Inherent Noise in Gradient Based Methods
This addresses the problem of understanding generalization in neural networks for researchers, but it is incremental as it builds on prior work linking noise and robustness.
The paper investigates how gradient descent (GD) and stochastic gradient descent (SGD) introduce inherent noise during optimization due to simultaneous parameter updates, which penalizes models sensitive to weight perturbations, with effects being more pronounced for larger models and current batches.
Previous work has examined the ability of larger capacity neural networks to generalize better than smaller ones, even without explicit regularizers, by analyzing gradient based algorithms such as GD and SGD. The presence of noise and its effect on robustness to parameter perturbations has been linked to generalization. We examine a property of GD and SGD, namely that instead of iterating through all scalar weights in the network and updating them one by one, GD (and SGD) updates all the parameters at the same time.

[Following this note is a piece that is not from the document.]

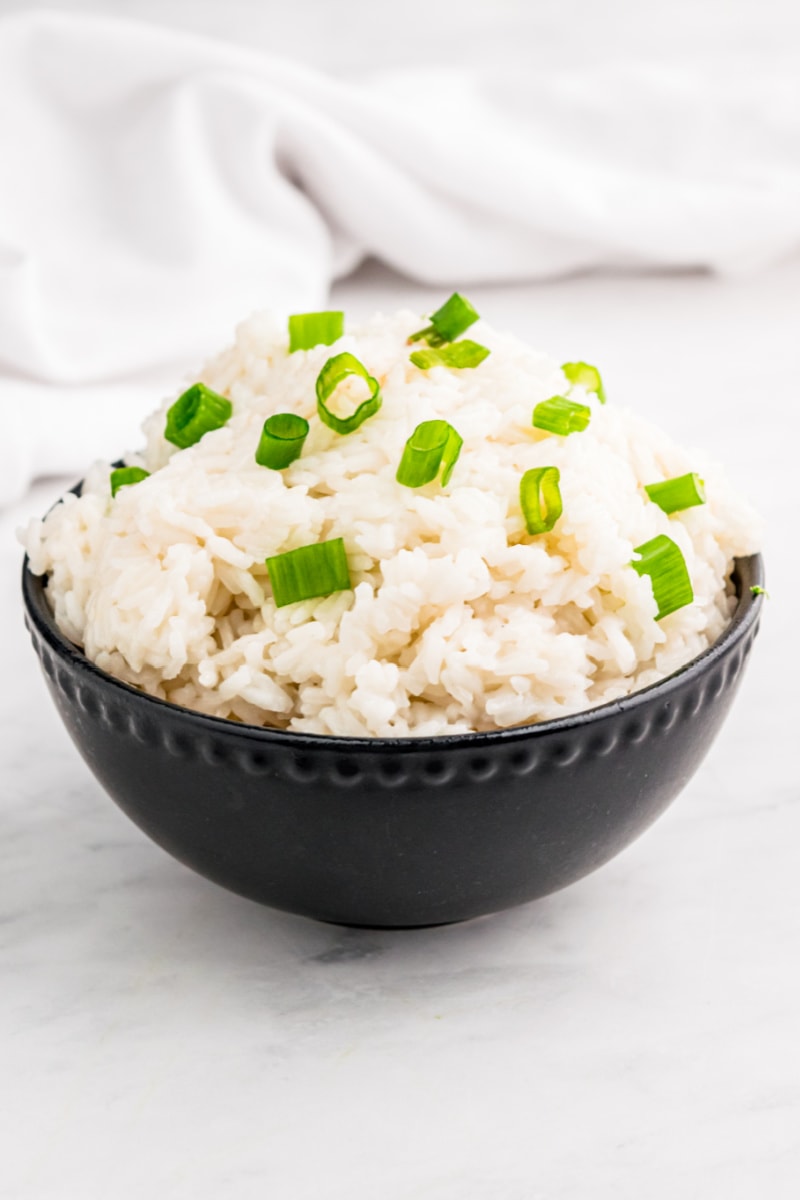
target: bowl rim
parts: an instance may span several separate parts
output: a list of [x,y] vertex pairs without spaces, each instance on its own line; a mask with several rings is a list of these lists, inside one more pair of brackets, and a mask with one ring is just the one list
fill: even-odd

As a result, each parameter $w^i$ calculates its partial derivative at the stale parameter $\mathbf{w_t}$, but then suffers loss $\hat{L}(\mathbf{w_{t+1}})$. We show that this causes noise to be introduced into the optimization. We find that this noise penalizes models that are sensitive to perturbations in the weights. We find that penalties are most pronounced for batches that are currently being used to update, and are higher for larger models.